Abstract

The T cell-mediated lung inflammation that is associated with allergic asthma is characterized mainly by massive eosinophil infiltration, which induces airway injury and the subsequent late-phase reactivity. Because Th2 cells are often isolated from asthmatic subjects, these cells are postulated to play a role in asthma pathogenesis.
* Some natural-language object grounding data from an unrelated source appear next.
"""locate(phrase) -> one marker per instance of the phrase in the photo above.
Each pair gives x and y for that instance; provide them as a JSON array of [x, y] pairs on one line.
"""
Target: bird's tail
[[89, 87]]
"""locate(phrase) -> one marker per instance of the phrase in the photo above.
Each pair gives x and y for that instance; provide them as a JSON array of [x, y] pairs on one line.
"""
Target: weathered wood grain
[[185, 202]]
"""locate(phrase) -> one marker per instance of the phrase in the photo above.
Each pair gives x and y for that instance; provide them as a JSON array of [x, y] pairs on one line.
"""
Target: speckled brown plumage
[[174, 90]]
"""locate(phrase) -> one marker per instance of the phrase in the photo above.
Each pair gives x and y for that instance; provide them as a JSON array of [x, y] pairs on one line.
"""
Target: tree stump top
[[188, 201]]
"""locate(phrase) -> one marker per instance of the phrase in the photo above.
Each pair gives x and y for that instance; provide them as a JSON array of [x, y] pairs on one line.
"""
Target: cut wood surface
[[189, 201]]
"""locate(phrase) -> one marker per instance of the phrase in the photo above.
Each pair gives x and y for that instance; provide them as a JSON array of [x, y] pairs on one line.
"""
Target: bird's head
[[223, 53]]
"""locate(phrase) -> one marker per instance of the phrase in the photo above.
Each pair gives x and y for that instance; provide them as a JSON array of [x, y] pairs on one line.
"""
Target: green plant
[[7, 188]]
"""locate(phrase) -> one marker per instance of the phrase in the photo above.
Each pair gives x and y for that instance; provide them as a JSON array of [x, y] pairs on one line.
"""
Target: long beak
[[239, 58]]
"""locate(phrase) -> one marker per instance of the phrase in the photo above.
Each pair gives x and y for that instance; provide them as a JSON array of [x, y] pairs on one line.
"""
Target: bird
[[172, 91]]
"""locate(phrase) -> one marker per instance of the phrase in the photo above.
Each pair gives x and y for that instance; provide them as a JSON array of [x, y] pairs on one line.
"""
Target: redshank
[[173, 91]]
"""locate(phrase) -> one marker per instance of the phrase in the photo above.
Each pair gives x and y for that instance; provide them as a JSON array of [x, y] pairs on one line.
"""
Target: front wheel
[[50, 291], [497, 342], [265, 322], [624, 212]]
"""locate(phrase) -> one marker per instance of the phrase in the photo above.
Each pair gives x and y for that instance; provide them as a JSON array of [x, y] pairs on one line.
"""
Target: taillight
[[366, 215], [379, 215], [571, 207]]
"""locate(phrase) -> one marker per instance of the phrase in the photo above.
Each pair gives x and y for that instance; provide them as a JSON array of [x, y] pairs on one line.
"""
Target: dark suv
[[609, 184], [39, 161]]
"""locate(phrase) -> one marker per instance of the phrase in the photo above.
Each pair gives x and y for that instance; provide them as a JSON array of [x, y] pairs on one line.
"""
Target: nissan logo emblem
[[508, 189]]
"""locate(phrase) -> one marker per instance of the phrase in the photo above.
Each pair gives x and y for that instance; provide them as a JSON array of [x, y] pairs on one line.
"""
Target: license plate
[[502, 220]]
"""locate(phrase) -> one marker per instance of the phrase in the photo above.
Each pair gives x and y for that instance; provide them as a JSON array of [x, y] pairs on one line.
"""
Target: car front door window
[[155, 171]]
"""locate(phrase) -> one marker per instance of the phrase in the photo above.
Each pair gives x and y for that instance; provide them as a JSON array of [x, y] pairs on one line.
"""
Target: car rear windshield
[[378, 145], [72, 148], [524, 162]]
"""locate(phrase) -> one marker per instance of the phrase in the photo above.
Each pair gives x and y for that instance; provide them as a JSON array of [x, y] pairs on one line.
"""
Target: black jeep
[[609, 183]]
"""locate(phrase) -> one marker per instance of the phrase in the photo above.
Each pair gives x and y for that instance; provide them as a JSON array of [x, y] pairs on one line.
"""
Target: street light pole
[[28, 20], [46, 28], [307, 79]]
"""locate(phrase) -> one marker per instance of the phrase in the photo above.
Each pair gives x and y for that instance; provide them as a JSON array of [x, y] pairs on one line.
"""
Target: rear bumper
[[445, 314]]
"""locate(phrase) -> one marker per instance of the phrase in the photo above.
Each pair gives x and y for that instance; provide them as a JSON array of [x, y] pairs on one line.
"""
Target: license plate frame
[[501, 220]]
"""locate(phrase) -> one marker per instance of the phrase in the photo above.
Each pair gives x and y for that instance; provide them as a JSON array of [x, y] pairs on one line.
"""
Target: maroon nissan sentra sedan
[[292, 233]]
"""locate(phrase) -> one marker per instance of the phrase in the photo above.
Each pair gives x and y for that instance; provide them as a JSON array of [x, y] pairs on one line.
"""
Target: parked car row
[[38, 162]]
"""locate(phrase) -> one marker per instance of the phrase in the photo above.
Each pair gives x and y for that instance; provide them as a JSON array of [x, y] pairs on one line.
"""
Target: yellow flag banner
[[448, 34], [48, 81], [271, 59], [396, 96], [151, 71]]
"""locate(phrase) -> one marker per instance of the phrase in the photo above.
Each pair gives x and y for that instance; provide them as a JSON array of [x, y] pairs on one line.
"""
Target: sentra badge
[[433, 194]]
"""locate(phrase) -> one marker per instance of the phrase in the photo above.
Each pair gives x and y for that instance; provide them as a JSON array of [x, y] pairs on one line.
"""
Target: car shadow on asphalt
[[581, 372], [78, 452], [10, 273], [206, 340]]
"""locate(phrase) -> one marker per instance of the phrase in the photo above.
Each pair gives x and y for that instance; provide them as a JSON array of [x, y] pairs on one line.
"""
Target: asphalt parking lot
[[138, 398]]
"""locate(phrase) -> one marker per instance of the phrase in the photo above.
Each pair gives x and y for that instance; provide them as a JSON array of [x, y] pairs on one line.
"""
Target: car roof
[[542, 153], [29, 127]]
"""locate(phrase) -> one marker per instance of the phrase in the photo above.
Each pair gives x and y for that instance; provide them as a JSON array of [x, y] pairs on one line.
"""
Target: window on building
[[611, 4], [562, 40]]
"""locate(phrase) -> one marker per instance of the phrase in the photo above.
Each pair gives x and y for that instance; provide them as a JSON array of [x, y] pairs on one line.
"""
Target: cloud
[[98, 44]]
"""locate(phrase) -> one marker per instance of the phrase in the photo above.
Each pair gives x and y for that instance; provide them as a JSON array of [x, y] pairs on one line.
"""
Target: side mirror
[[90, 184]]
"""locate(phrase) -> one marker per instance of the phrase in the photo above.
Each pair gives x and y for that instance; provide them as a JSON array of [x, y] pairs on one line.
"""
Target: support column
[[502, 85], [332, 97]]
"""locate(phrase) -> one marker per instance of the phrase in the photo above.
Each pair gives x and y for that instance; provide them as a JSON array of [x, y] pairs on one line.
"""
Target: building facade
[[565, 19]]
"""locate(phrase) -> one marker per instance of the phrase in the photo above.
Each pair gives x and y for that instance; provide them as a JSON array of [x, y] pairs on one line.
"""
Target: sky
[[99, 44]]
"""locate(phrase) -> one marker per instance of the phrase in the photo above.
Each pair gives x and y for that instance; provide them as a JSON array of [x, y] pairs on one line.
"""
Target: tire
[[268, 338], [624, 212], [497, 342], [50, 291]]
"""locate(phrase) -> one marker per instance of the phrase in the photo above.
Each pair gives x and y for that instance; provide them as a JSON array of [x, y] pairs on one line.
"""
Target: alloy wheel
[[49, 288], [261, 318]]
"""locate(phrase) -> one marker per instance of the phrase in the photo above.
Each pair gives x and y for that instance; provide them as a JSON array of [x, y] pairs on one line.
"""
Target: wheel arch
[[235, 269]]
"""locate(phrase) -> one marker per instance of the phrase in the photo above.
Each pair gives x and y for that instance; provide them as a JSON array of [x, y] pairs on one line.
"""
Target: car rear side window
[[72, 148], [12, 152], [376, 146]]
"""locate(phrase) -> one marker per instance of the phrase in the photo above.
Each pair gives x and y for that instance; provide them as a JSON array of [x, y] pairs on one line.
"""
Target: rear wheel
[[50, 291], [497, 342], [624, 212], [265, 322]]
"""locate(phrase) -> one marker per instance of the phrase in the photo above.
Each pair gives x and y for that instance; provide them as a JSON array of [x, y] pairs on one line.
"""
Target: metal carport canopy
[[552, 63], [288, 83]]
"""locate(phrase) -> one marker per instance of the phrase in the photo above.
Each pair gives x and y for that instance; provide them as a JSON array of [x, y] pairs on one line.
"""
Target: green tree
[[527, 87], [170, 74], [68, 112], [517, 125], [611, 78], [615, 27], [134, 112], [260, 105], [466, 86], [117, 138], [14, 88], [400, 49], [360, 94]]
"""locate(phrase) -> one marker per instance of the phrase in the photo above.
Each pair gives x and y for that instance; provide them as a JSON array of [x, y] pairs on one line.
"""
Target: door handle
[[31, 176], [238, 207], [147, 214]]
We report that adoptively transferred, influenza hemagglutinin-specific Th1 and Th2 cells induced different patterns of chemokines leading to different types of cellular infiltration. Th2 cells were sufficient to induce dramatic Ag-dependent lung eosinophilia and eotaxin expression; by contrast, Th1 transfer primarily induced neutrophil recruitment with little eotaxin production. To determine whether Th1 cells show inhibitory effects on Th2 cell-mediated responses, Th1 and Th2 cells were cotransferred. Hemagglutinin-specific Th1 cells did not inhibit Ag-induced lung eosinophilia, nor did they inhibit eotaxin expression. Furthermore, influenza virus infection of the lung in mice receiving hemagglutinin-specific Th2 cells also induced eotaxin expression and eosinophilia that could not be inhibited by the cotransfer of Th1 cells. Our results show that Th2-mediated allergic lung inflammation coexists with the Th1-mediated responses that are stimulated by diverse forms of Ags.